Pendant presque deux heures, les élèves de la Roches-Brunes Government School ont été privés d’accès à leur classe. En cause : l’absence de l’unique planton de l’école, hospitalisé après s’être blessé hier après-midi. Un employé d’une école voisine a été dépêché sur les lieux pour ouvrir les portes. Les enfants ont finalement pu regagner leur classe vers 11 h.
La scène était quelque peu inhabituelle ce matin. Alors qu’ils étaient supposés se trouver en salles de classe, les enseignants et élèves de la Roches-Brunes Government School, un établissement primaire figurant dans la Zone II – et qui compte une population de quelques 400 enfants –, n’ont pu y avoir accès, les portes étant toutes fermées. L’unique planton de l’école n’a en effet pas pu procédé à l’ouverture des salles. Et pour cause : celui-ci était hospitalisé alors que son trousseau de clés se trouvait… au poste de police de Beau-Bassin.
Les parents, qui accompagnaient leurs enfants ce matin, ont été surpris de constater que les cadenas étaient toujours posés sur les portes des salles de classe, et ce alors qu’elles étaient supposées être déjà ouvertes. L’inquiétude a fini par les gagner petit à petit. Un groupe de parents s’étaient massés devant l’enceinte de l’école, attendant patiemment l’ouverture des salles.
L’unique planton de l’école, après avoir fermé l’école hier, a quitté, comme le veut la procédure, le précieux trousseau de clés au poste de police de Beau-Bassin. Selon les règlements du ministère, les clés ne sont en effet pas conservées à l’école. C’est le caretaker qui est chargé de les déposer à la fin des cours au poste de police le plus proche de l’école afin de les récupérer le lendemain matin pour l’ouverture des classes. Or, dans le cas de l’école de Roches-Brunes, ce n’est que ce matin que le maître d’école aurait pris connaissance de l’état de santé du planton, avant de faire ensuite le nécessaire pour récupérer les clés au poste de police de Beau-Bassin. Lorsqu’il a enfin regagné l’école, ce dernier, ne sachant pas identifier les différentes clés, n’a pu ouvrir les salles, à l’exception de son bureau. Résultat : les élèves ont dû attendre que le ministère dépêche sur place un planton de l’école André Bazerque. Ce n’est finalement que peu avant 11 h que les enfants ont pu réintégrer leurs salles de classe.
Enfants épuisés
Des parents, rencontrés sur place, ont exprimé leur colère par rapport à la situation. Ils déplorent que leurs enfants soient restés au soleil, sous une chaleur accablante, en attendant l’ouverture des classes.
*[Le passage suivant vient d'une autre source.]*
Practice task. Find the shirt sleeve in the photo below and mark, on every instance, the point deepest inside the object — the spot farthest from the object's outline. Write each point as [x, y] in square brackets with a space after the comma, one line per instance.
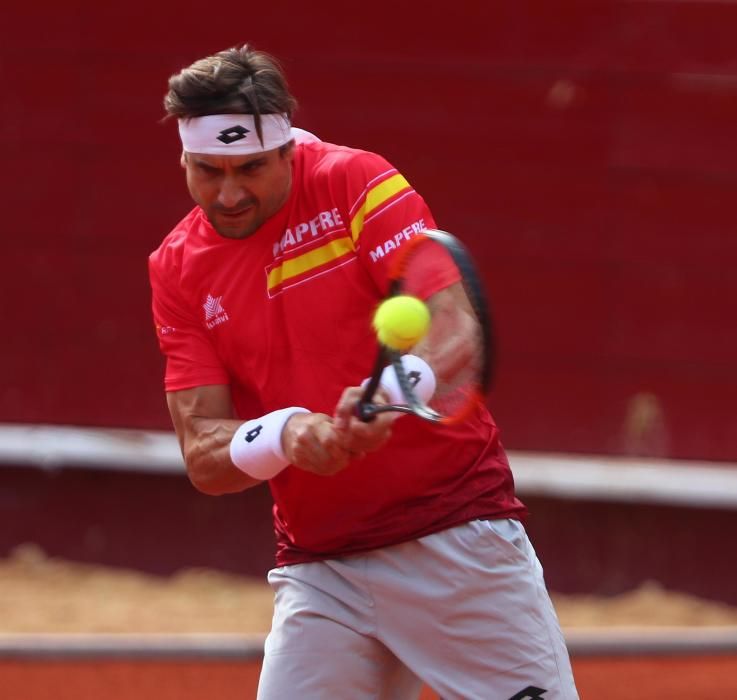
[191, 360]
[385, 212]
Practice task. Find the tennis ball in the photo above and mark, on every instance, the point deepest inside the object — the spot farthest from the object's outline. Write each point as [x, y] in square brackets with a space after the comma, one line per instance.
[400, 322]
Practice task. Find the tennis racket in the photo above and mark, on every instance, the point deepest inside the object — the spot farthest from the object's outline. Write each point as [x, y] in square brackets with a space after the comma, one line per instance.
[459, 343]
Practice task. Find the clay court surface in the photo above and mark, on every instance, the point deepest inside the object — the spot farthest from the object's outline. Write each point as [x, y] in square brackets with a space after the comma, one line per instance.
[42, 595]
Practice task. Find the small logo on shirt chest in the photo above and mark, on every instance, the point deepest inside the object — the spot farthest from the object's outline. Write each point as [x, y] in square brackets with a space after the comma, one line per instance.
[215, 314]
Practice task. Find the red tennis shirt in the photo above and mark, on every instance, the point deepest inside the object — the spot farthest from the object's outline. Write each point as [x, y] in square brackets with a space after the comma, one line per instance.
[283, 318]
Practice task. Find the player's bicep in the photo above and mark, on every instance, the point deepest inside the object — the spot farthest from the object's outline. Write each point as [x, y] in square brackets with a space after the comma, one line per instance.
[191, 409]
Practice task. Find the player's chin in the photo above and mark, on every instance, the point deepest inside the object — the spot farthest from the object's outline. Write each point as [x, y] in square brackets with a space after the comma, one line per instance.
[234, 229]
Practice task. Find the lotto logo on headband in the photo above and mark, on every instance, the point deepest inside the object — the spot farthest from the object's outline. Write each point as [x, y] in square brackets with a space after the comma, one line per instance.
[226, 134]
[235, 133]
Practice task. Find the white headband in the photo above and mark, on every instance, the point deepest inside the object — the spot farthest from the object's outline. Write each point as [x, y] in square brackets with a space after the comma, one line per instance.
[233, 134]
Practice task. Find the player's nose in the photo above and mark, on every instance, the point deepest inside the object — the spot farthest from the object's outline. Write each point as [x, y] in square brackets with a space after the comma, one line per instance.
[231, 192]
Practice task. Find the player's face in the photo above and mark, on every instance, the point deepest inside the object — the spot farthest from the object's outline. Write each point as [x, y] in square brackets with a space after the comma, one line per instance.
[238, 193]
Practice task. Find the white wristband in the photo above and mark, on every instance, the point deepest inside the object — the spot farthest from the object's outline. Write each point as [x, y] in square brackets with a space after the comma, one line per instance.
[256, 446]
[418, 372]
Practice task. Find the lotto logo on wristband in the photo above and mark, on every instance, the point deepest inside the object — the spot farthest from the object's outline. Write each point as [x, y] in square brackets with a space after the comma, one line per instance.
[252, 434]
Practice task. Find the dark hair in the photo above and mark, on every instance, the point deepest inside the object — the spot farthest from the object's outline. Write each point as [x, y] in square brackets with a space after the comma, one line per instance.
[239, 80]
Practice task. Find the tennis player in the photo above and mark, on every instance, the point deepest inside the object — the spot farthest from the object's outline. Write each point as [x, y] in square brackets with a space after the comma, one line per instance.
[400, 556]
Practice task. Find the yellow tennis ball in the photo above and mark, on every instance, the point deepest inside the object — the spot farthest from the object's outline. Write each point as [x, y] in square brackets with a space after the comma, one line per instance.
[400, 322]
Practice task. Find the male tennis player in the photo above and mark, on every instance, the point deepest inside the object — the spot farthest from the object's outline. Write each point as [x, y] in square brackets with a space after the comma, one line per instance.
[400, 554]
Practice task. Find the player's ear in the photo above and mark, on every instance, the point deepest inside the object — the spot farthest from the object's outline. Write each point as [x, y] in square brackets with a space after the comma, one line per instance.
[287, 150]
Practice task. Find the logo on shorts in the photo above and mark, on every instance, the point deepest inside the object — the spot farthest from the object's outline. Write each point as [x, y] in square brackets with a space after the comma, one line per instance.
[215, 314]
[529, 693]
[233, 134]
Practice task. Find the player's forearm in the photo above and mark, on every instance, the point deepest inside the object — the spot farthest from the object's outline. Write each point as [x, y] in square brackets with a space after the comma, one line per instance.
[206, 450]
[453, 338]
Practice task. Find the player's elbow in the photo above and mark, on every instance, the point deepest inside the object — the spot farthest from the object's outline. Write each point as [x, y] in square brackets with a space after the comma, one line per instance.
[214, 477]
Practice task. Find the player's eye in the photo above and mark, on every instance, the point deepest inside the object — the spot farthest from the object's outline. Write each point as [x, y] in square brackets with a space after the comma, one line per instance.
[252, 166]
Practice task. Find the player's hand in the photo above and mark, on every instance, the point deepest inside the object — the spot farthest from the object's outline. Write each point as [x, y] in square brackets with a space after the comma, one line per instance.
[310, 442]
[354, 435]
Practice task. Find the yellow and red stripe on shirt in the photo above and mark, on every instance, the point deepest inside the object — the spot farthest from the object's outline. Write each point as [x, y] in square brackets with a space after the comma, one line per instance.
[321, 257]
[379, 195]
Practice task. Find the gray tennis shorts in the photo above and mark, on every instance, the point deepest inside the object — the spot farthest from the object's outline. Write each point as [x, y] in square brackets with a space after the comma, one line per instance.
[464, 610]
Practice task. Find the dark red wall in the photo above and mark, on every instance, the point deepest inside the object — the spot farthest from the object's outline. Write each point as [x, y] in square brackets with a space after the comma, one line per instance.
[586, 151]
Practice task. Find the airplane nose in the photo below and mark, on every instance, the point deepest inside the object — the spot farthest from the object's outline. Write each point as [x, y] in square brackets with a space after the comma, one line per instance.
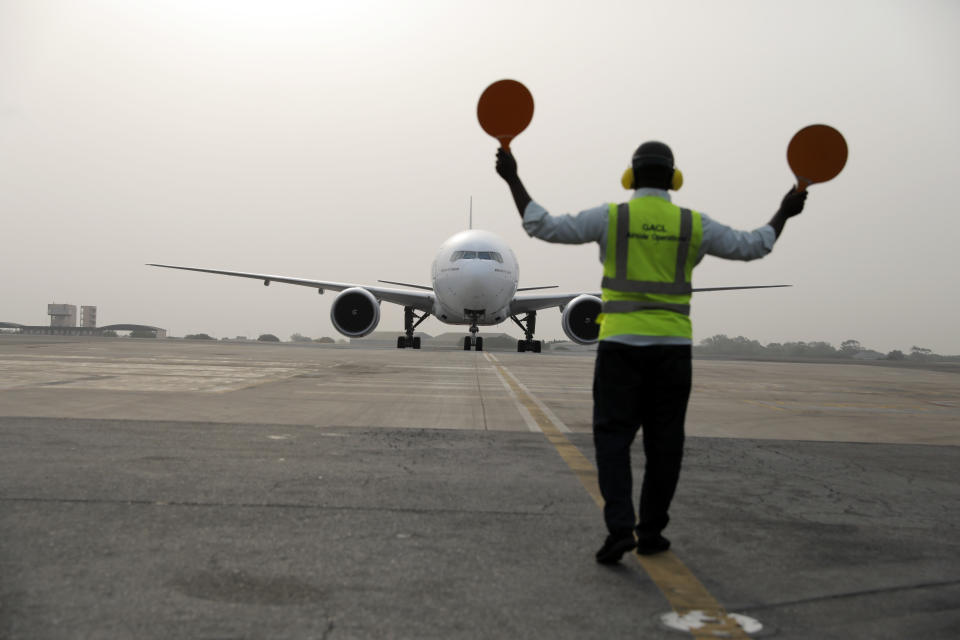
[483, 287]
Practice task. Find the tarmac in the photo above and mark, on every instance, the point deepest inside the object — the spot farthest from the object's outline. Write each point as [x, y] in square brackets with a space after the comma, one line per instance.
[214, 490]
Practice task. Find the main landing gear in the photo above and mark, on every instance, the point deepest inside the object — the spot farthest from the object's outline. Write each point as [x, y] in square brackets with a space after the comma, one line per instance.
[409, 325]
[529, 325]
[473, 339]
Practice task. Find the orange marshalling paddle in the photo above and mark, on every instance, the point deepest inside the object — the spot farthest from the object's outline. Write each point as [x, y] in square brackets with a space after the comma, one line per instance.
[816, 154]
[504, 110]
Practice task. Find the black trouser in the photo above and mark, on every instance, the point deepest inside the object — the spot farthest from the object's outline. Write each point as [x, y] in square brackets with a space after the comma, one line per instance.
[634, 386]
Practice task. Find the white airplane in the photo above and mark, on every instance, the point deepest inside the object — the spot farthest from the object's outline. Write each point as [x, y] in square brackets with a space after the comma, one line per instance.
[475, 276]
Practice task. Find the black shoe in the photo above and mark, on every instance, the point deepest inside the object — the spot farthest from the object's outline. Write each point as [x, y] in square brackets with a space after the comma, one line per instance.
[614, 548]
[651, 544]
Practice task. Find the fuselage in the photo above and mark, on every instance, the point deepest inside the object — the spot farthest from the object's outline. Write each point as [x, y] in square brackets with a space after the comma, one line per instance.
[474, 277]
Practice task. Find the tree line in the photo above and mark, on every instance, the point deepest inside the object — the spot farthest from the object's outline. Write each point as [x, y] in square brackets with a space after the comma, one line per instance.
[849, 349]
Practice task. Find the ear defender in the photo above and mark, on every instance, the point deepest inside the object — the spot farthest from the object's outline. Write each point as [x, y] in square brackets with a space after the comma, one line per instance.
[675, 182]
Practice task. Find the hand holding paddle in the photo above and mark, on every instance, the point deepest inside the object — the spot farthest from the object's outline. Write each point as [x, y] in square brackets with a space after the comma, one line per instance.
[504, 110]
[816, 154]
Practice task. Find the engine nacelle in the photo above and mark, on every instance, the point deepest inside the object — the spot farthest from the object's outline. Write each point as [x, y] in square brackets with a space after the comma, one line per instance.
[579, 319]
[355, 312]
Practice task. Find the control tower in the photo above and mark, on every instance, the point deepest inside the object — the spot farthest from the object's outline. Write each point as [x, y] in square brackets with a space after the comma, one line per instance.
[62, 315]
[88, 316]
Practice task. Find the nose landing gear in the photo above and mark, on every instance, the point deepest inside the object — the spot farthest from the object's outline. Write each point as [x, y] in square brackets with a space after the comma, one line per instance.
[473, 339]
[409, 325]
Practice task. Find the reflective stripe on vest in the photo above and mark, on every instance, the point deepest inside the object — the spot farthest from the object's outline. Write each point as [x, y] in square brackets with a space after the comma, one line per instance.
[621, 282]
[647, 292]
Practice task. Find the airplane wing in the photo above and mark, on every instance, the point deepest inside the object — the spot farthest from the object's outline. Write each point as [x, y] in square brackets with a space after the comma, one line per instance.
[418, 300]
[527, 303]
D’autant plus que les toilettes étaient également fermées. « Mon enfant est épuisé d’avoir attendu aussi longtemps », déplore Smeeta, dont l’enfant est en Std I. « Cette situation est inacceptable », commente pour sa part un père de famille. Les parents s’indignent du fait que l’école n’emploie qu’un planton pour une population de quelque 400 élèves. Un parent pointe pour sa part du doigt les officiers du ministère qui, selon lui, n’auraient pas fait leur « travail de suivi du nombre de personnel ».
Deven Nagalingum, député de la circonscription – qui est arrivé sur les lieux –, estime que des mesures de précaution doivent être prises pour s’assurer que des situations similaires ne pénalisent pas à l’avenir le fonctionnement des classes. Il suggère qu’un double des clés soit gardé ailleurs. « Je demande au ministre de l’Éducation de look into it. J’espère que cela ne se répétera pas dans d’autres écoles », dit-il.
Le ministère de l’Éducation a ordonné de son côté un rapport du maître d’école sur l’incident de ce matin, principalement pour connaître les raisons pour lesquelles les portes ont été ouvertes avec retard. Concernant le nombre de plantons de l’école, le ministère concède qu’il y a un « problème de ressources » à l’échelle nationale dans cette profession, mais indique que dans le cas de l’établissement concerné, qualifiée de « petite école », « un seul suffit ».